Author: Pedro Lopez
Translator: Li Haiming
Proofreader: Liang Fuqi
This article contains approximately 2832 words, and it is recommended to read in 8 minutes.
This article discusses how deep learning is currently undergoing a rapid evolution phase, with new technologies, tools, and applications profoundly changing the field of machine learning and continuously yielding significant results.

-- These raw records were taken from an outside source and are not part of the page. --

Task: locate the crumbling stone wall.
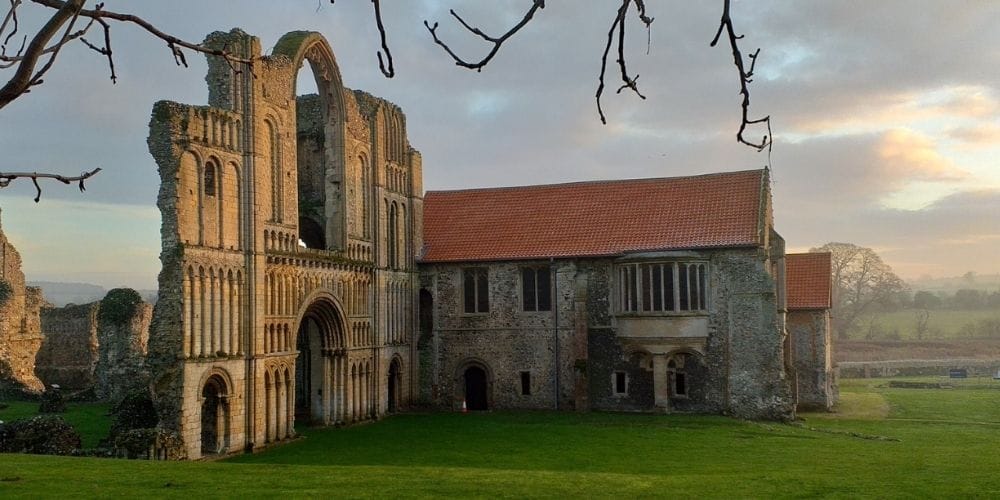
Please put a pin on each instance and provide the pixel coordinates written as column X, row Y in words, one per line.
column 503, row 342
column 735, row 367
column 123, row 320
column 68, row 354
column 20, row 325
column 815, row 379
column 249, row 325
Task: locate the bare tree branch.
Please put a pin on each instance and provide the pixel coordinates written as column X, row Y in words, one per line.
column 746, row 76
column 67, row 10
column 25, row 75
column 496, row 41
column 7, row 177
column 618, row 25
column 386, row 65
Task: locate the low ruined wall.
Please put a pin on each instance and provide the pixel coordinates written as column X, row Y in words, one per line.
column 917, row 368
column 68, row 354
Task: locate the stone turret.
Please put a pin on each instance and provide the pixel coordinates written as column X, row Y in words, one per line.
column 20, row 326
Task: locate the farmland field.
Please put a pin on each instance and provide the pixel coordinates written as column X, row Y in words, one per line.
column 883, row 442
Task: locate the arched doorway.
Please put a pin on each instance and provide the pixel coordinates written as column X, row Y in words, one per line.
column 214, row 416
column 394, row 386
column 319, row 366
column 426, row 317
column 319, row 131
column 476, row 393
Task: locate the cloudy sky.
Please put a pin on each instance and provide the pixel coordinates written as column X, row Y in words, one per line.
column 886, row 117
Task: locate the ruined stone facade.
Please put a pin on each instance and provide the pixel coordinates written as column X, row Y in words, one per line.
column 809, row 332
column 100, row 346
column 570, row 316
column 20, row 326
column 290, row 225
column 68, row 355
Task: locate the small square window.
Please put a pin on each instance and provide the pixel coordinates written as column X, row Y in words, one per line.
column 536, row 289
column 620, row 381
column 477, row 290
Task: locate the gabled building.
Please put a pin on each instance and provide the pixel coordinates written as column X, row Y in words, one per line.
column 649, row 294
column 809, row 302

Keywords: algorithms, deep learning, machine learning, neural networks, TensorFlow, text analysis, development trends
Deep learning is in a rapid evolution phase, with new technologies, tools, and applications profoundly changing the field of machine learning and continuously yielding significant results.
As a subfield of machine learning and statistical learning, deep learning has made significant progress in recent years. Cloud computing, powerful open-source tools, and a vast amount of available data have become levers for these key breakthroughs. This article selects 20 top deep learning papers based on citation statistics from the deep learning papers on (academic.microsoft.com). It is worth noting that since the citation counts of papers are continuously updated, using citation counts as a measure of the article’s value must consider the publication time.
More than 75% of these 20 papers focus on research in deep learning and neural networks, particularly convolutional neural network technology. Nearly 50% of the papers are involved in pattern recognition application research in the field of machine vision. I believe that tools like TensorFlow and Theano, as well as the further use of GPUs, have paved the way for data scientists and machine learning engineers to expand their research areas.
1.Deep Learning, by Yann L., Yoshua B. & Geoffrey H. (2015) (Cited: 5,716)
Link:
https://www.cs.toronto.edu/~hinton/absps/NatureDeepReview.pdf
Deep learning enables computational models with multiple processing layers to learn how to represent data through multiple layers of abstraction. These methods significantly enhance the state-of-the-art performance in language recognition, visual image recognition, object detection, and other applications such as drug discovery and genomics.
2.TensorFlow: Large-Scale Machine Learning on Heterogeneous Distributed Systems, by Martín A., Ashish A. B., Eugene B. C., et al. (2015) (Cited: 2,423)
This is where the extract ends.